Friday, January 6, 2017

Shipwreck

I am reading a book that I just have to tell you about.  It's called How to Survive a Shipwreck by Jonathan Martin.  I was interested in reading it because (1) it was recommended by one of my favorite famous people, and (2) I thought it would teach me how to survive what I thought was my own shipwreck of a life--you know, the crazy, chaos-filled whirlwind that sometimes just seems like...well, a shipwreck.

A few pages in, I realized Martin is talking about shipwrecks.  Those like lost loved ones, divorces, cancer diagnoses.  My immediate shipwreck was more like a homemade Lego boat sinking in a kiddie-sized swimming pool.

But I've heard that you can drown in a tablespoon of water.

And relatively speaking, my shipwreck does sometimes feel like something I'm drowning in.  But I have been through other shipwrecks that have been of Martin's Titanic proportion.

--A divorce, where the sandy bottom scraped reminders of how I had failed to keep a family together

--My Nana's death that plunged me for the first time into the darkness of death

--A Trisomy 18 diagnosis that is a cement block tied to my ankle, forever pulling me to new depths

Preparing a funeral for Lily before she was even born, watching her little body turn blue as she lay in my arms after birth, hearing words such as, "Do you want us to perform life-saving measures on your four-year-old?" and "You need to get to the hospital fast.  Things don't look so good."  All of these have made my heart die a thousand deaths as I've scrambled for breath while plummeting to the bottom of this ocean called life.

But Martin says something that hit me hard.  The waters that drown are the waters that save.

Let me say that again.

The waters that drown are the waters that save.

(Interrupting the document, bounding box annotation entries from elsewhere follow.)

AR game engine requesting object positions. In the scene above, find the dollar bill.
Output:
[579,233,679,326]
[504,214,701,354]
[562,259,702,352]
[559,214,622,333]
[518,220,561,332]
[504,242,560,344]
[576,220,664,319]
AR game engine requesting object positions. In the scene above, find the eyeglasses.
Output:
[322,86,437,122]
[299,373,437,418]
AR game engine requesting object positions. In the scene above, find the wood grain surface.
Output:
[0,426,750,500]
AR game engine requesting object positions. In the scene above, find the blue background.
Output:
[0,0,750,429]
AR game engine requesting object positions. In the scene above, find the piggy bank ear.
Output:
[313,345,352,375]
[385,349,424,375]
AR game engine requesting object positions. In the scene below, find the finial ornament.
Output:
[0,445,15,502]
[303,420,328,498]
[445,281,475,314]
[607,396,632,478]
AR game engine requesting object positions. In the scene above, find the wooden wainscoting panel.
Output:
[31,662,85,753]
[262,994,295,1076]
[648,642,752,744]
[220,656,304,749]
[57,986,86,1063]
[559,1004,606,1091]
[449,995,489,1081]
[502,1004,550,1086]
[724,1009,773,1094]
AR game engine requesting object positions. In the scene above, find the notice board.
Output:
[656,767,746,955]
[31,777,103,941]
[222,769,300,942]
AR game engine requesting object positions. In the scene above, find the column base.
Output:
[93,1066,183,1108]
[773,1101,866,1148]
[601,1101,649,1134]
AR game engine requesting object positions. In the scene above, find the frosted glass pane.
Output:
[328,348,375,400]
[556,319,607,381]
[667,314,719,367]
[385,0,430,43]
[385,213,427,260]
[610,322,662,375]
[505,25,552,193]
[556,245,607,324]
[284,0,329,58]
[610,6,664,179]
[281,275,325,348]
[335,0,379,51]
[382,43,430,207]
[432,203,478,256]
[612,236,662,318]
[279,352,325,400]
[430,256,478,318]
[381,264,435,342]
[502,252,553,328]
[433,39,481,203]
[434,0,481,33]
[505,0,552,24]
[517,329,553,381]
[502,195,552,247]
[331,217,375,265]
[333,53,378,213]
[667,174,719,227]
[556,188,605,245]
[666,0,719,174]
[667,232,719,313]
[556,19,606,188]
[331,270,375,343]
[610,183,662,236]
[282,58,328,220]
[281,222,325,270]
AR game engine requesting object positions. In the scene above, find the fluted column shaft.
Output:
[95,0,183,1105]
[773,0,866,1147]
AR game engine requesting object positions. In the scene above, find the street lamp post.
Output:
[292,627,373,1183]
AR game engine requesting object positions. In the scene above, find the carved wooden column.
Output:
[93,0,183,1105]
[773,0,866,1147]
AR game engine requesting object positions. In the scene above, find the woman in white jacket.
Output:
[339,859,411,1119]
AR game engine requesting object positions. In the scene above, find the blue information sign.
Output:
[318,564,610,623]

Yes.  Yes.  Yes!  You have to let yourself go all the way under--into the depths of God, into the depths of your own soul, into the depths, of life itself  he continues to say.

And that, too, is where I have been.  He is right.  I have found it time and again, where I am that sunken ship, amidst all the wreckage, and there, I have found Him.  There, I have been lifted with the only arms that could ever lift me out of the weight of that storm above.  He's been there.  Right there.  Every time.  Even when I didn't see Him amidst all the debris.

Friend, your shipwreck may be big; it may be small.  But it is yours.  Own it.  Because I tell you with the deepest of sincerity, He is there.  Right in the middle of it with you.  Search that wreckage for Him!  He's ready to lift you out of those troubling waters.  But friend, you are going to have to face that shipwreck head on.  You may even have to sink a little more. Just like I have had to do.

I won't lie and say it will be easy.

It won't.

But don't be afraid to face it, and then let Him help you through it.

He's been waiting all this time.  I promise.